In a smurf attack, the attacker sends ICMP echo request message to the broadcast network address spoofing the IP address of the target server. This makes all the devices in the network to reply to this echo request message with a echo reply message. Since the address of the target server is used in the echo request message, all the devices reply with this IP thus, making the target server inaccessible to the legitimate users.

Protocol attacks

In this type of DoS attacks, instead of exhausting the bandwidth, attackers try to exhaust resources available on the target network or website thus making it inaccessible to the legitimate users. Examples of these DoS attacks are SYN Flood attack, ACK Flood attack, TCP connection flood attack, Fragmentation attack and RST attack. This DoS attack is measured in Packets-per-second (pps).

1. SYN Flood attack:

In our blogpost on port scanning techniques, you learnt about the 3-way handshake.
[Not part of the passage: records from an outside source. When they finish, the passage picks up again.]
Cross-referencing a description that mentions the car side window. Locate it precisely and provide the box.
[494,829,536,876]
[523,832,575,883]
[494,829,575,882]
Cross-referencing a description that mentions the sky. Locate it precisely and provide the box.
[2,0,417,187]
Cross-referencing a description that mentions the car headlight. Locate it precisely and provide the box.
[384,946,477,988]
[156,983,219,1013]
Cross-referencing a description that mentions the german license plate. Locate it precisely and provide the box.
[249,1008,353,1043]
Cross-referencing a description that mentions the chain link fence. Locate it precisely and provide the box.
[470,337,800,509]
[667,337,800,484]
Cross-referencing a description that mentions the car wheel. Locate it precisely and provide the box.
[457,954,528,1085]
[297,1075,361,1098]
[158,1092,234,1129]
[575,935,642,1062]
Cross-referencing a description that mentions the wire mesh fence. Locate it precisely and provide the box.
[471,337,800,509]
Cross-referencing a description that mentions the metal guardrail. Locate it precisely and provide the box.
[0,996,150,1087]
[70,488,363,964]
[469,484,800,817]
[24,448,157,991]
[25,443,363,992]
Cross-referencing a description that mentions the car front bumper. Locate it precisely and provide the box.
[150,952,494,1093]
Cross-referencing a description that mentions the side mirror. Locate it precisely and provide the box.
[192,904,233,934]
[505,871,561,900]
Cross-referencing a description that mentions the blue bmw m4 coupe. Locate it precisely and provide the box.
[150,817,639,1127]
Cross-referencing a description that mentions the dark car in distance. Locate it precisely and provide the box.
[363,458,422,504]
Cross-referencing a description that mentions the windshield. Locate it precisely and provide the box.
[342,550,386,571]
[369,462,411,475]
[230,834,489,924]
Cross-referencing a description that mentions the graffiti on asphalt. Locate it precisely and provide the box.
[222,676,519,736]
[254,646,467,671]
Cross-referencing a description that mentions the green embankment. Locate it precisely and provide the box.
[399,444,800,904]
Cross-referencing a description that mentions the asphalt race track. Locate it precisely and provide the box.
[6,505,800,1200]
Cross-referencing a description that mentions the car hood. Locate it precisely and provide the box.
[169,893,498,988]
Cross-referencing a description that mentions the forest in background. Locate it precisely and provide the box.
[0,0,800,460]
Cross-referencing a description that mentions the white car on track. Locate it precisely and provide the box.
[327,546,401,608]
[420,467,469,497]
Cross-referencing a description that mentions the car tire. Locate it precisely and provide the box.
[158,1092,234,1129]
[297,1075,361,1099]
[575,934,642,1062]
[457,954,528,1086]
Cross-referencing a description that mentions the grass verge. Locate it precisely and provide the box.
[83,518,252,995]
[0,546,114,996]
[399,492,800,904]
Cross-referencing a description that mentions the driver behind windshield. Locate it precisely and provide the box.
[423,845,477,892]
Port Scanning Techniques 2

In this attack, attackers exploit this 3-way handshake. How? The attacker sends multiple TCP SYN requests to the target server. When the target server responds to these SYN requests with a SYN/ACK packet, the attacker never sends a ACK message in response. This creates a partially open connection. By default, the target server or machines should track a partially opened connection for 75 seconds.

DOS Attack 4

This is known as SYN flood. In these 75 seconds, the attacker can send large volume of SYN requests thus overloading the target system which eventually makes it inaccessible to the legitimate users.

2. Fragmentation attack:

Network or IP layer of OSI model allows packet fragmentation in order to overcome the problem of any higher-level protocol creating a packet larger than the size any particular local network supports. Attackers exploit this feature to send a large number (1500+bytes) of fragmented packets to the target server. The size of each fragment is usually reduced and small packet rate is used. This forces the target server to utilize a large number of resources to reassemble these fragmented packets thus causing DoS attack.

Application Layer attacks

In this type of DoS attacks, attackers exploit any vulnerabilities in the target server to prevent its access to the legitimate users. These vulnerabilities include cross site scripting, CSRF, File upload but most probably a Buffer overflow vulnerability. The magnitude of this attack is measured in requests-per-second (rps). Examples of this attacks include HTTP flood attacks and Slowloris attack.

1. HTTP GET/POST attack:

Browsers connect to the web server using HTTP requests. These requests can be either HTTP GET or HTTP POST. In this type of attack, attackers exploit these requests to perform DoS attacks.

In a HTTP GET DoS attack, attackers use time delayed HTTP headers to exhaust resources of webserver whereas in HTTP POST DoS attack the attacker sends HTTP requests with complete headers and without a message body or an incomplete message body.